「表現の自由を尊重した画期的な判決」と原告 ピエール瀧さん出演映画への助成金不交付違法判決に【動画】

2021年6月21日 22時58分
 出演者の逮捕や有罪確定などを理由に文化庁所管の独立行政法人が映画「宮本から君へ」への助成金交付を取りやめたのは違法だとする東京地裁の判決を受け、映画を制作した「スターサンズ」の河村光庸社長らが21日、東京・霞が関の司法記者クラブで記者会見した。弁護団は「芸術の自主性、表現の自由の価値に重きを置いた画期的な判決」と評価。河村さんは「文化芸術での『公益性』とは何かとの問いへの答えは、訴訟の中で得られなかった」と話し、国側の答弁内容に不満を示した。

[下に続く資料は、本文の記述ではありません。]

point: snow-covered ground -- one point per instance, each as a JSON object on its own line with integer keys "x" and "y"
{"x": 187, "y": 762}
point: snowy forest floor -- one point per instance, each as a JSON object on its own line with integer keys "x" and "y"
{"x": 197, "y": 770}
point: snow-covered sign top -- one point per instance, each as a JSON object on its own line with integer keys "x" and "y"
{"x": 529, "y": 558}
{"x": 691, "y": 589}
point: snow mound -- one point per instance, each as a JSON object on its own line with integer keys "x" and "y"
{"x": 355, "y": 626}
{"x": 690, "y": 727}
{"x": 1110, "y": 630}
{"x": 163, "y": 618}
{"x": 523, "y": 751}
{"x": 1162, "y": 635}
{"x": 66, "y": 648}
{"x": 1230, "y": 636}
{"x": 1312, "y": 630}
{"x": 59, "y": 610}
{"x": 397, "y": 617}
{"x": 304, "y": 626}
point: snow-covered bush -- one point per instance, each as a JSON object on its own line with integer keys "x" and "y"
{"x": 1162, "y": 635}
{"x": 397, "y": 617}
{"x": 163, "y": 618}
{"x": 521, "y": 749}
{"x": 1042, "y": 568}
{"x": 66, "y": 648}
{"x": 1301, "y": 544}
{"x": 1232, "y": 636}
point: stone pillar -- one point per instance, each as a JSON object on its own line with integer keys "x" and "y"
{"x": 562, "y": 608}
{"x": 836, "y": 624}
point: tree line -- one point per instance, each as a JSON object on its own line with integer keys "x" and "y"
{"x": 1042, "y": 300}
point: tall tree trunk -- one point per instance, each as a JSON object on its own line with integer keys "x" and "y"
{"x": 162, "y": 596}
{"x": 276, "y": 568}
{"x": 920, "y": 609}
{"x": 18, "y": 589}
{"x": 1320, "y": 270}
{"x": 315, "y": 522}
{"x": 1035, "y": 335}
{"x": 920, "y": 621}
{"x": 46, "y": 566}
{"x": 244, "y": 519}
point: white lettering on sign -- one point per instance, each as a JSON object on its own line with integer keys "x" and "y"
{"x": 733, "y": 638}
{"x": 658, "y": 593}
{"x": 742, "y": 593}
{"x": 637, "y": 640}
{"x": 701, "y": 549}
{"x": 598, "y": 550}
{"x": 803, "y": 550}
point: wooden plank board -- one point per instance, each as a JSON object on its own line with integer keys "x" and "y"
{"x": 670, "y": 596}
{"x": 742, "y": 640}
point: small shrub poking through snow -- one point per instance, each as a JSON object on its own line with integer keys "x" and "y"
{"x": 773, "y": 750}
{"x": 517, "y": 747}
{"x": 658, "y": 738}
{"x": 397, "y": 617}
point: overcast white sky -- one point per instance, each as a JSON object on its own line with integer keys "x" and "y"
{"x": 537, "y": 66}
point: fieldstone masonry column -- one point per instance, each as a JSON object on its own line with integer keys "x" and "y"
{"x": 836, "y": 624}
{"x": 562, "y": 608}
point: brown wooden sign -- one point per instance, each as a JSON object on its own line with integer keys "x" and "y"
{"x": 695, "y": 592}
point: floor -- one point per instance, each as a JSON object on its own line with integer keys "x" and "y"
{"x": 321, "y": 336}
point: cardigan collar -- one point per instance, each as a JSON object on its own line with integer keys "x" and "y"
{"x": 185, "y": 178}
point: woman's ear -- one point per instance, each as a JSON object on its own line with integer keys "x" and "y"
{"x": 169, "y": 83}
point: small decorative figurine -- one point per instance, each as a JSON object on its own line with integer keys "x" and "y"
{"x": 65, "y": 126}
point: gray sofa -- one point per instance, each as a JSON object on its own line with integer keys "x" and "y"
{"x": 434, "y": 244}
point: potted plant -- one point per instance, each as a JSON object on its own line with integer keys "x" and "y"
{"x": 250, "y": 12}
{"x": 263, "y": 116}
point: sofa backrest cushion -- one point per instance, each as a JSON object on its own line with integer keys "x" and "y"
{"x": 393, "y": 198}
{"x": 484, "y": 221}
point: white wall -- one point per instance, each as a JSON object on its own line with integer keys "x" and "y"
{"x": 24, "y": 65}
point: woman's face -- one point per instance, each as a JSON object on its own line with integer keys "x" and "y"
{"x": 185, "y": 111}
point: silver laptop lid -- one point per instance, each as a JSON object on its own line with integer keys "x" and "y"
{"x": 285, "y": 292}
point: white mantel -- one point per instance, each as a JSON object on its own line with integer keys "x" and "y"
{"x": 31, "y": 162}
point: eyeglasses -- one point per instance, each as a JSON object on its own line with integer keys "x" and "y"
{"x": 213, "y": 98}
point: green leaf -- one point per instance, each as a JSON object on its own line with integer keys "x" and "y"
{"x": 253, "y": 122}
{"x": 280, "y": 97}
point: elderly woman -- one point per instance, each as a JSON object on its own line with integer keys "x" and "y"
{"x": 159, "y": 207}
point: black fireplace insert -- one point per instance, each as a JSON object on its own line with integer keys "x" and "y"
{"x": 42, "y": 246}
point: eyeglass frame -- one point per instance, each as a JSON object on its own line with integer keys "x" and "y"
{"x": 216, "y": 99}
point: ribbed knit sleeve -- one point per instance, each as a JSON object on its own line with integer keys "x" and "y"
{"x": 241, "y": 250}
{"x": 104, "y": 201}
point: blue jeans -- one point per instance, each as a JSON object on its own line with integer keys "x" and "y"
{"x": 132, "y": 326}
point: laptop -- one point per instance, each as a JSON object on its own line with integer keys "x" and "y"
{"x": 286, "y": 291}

 「大変うれしく、私の人生でこんなに喜ばしいものはない。映画業界の人たちが希望を持てる判決だ」。冒頭、河村さんは喜びを口にする一方「為政者が人間たる表現をうやむやにし、ないがしろにしようとしている。現実を直視していきたい」と、国会審議を含めた現政権の姿勢を批判した。
 その上で「現状肯定では文化芸術が発展しないのは、歴史を見れば明らか。突破しなければいけない壁にぶつかり、越えていかなければならない」と、今後の製作への決意を語った。
 平裕介弁護士は「行政裁量を限定し、ここまで芸術的価値をしっかり認めた判決はない。歴史的な判決だ」。四宮隆史弁護士は「不交付は政府への忖度があった。芸文振は、不交付後に要綱に加えた『公益性』を外してほしい」と訴えた。
 伊藤真弁護士は「文化芸術の分野で、世間や政治に忖度は無用だ。判決は、コロナ禍で苦しむ文化芸術活動に携わる人々に勇気を与えた。あなたたちは堂々と、文化芸術をすればいいんだというメッセージだ」と話した。(望月衣塑子)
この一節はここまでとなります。